Experiments on hadoop & spark

spack install spark +hadoop ^jdk@1.8.0_212. Cautions: 1. spark is not well supported by jdk 9+. There maybe java.lang.IllegalArgumentException in pyspark running for java >= 9. See this blog. 2 It make things much worse by the fact that spack couldn't handle jdk install well due to some invalid url or cookies or licences issue for oracle java (the newest version jdk seems ok to install by spack though).

My workaround: install jdk 8 by sudo apt install openjdk-8-jdk. Then add jdk as external package by editing packages.yaml for spack. And remember to spack install jdk@1.8.0_212 to add it to the spack db. Then try spack install command as shown at the beginning.

To use pyspark, spack load hadoop spark jdk. Then directly use the python interpreter provided by spark as pyspark. Or pip install pyspark for some python, and use pyspark in the python by import pyspark. Remember to set both env vars PYSPARK_PYTHON=python3 and PYSPARK_DRIVER_PYTHON=python3, to avoid python version mix of spark worker if you choose original python.

cluster mode settings

Reference on this post

In spark/conf, cp slave.templates slave, and add slave hostname into slave file. cp spark-env.sh.template spark-env.sh and add following lines.

source /home/sxz/spack/share/spack/setup-env.sh
export SPARK_DIST_CLASSPATH=$(`spack location -i hadoop`/bin/hadoop classpath)
export HADOOP_CONF_DIR=`spack location -i hadoop`/etc/hadoop
export SPARK_MASTER_IP=<master ip>

Make sure the conf dir is sync with all nodes (which is by default if spack install in home and home is shared within cluster).

Start hadoop first `spack location -i hadoop`/sbin/start-all.sh.

Then start spark master and slaves. `spack location -i spark`/sbin/start-master.sh and start-slaves.sh

Task submission pyspark --master spark://master:7077. (Note hadoop might have some issue in the above setting and running scheme.) Actually, one should edit etc/yarn-site.xml to make pyspark --master yarn work as expected. It may be due to memory limit of VMs. See post here.

<property>
    <name>yarn.nodemanager.pmem-check-enabled</name>
    <value>false</value>
</property>

<property>
    <name>yarn.nodemanager.vmem-check-enabled</name>
    <value>false</value>
</property>

Moreover, one still need a slaves file in hadoop/etc, though not exist for the installation?
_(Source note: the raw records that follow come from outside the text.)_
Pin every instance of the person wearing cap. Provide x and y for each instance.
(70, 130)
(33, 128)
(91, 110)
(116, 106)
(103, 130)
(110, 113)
  • standalone mode doc, prefer this approach now.

  • env vars SPARK_MASTER_WEBUI_PORT for webui port

  • [Pyspark: Exception: Java gateway process exited before sending the driver its port number](https://stackoverflow.com/questions/31841509/pyspark-exception-java-gateway-process-exited-before-sending-the-driver-its-po): spack load jdk to set JAVA+HOME, otherwise this error when create spark sc.

CGROUP

setup on Ubuntu16.04 for a test. ref, ref. cgroup: cpu setting.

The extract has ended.